The EU is not known for unveiling bold new initiatives, yet this week may be an exception when it launches its new Global Gateway project, widely seen as a counterpart to China’s mammoth Belt and Road infrastructure initiative.

This week’s big announcement, the highlight of the EU-Africa summit starting on Thursday, will see the Brussels-based club kickstart the first Global Gateway regional plan mobilizing up to €300 billion ($340 billion) for public and private infrastructure around the world by 2027. Half of this money is intended for Africa and is focused on renewable energy, reducing the risk of natural disasters, digital connectivity, transport, vaccine production for both coronavirus disease (COVID-19) and other diseases, and education. President of the European Commission Ursula von der Leyen intends to proclaim the EU-27 (the 27 EU member states following Brexit) to be the continent’s “most reliable” global partner.

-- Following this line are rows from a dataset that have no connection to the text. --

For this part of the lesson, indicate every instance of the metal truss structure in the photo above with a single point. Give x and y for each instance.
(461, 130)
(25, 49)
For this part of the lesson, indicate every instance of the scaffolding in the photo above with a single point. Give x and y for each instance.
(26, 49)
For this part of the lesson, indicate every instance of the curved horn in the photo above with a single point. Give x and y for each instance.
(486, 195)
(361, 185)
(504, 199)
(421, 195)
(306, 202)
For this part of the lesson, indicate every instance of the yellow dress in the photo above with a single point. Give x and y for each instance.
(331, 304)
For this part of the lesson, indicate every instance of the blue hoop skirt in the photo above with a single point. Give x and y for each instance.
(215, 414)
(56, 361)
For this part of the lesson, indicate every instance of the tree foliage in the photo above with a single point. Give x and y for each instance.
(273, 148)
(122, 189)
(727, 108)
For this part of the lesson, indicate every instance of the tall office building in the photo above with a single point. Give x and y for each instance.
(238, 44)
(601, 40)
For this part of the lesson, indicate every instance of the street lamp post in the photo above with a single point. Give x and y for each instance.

This underlines how much the approximately 1.2 billion-strong African continent has become a foreign policy super-priority for Brussels and the EU-27. In recent years, there has been a clear European pivot to the continent, increasingly based on investment rather than aid. 

In the words of EU High Representative for Foreign Affairs Josep Borrell Fontelles, what is being developed is “a new, integrated strategy for and with Africa” that sees “equal partnership.” Brussels wants to encourage Africa as a champion of the EU’s rules-based, multilateral approach to world order, seeing the EU as a counterweight in the continent to other prominent world powers like China with the “power politics” they are perceived to offer.

Buttressing this massive European economic investment, the EU also wants to strengthen support for African defense and security forces, including through EU military missions. The Brussels-based club currently has 11 military and naval missions across the continent, and examples of ones it is planning to expand include its naval presence off the Nigerian and Somalia coasts.

While this important European pivot is being spearheaded by Brussels, individual EU nations are also doubling down on their engagement with the continent. Take the example of France, whose President Emmanuel Macron hosted last year the first France-Africa summit of recent times.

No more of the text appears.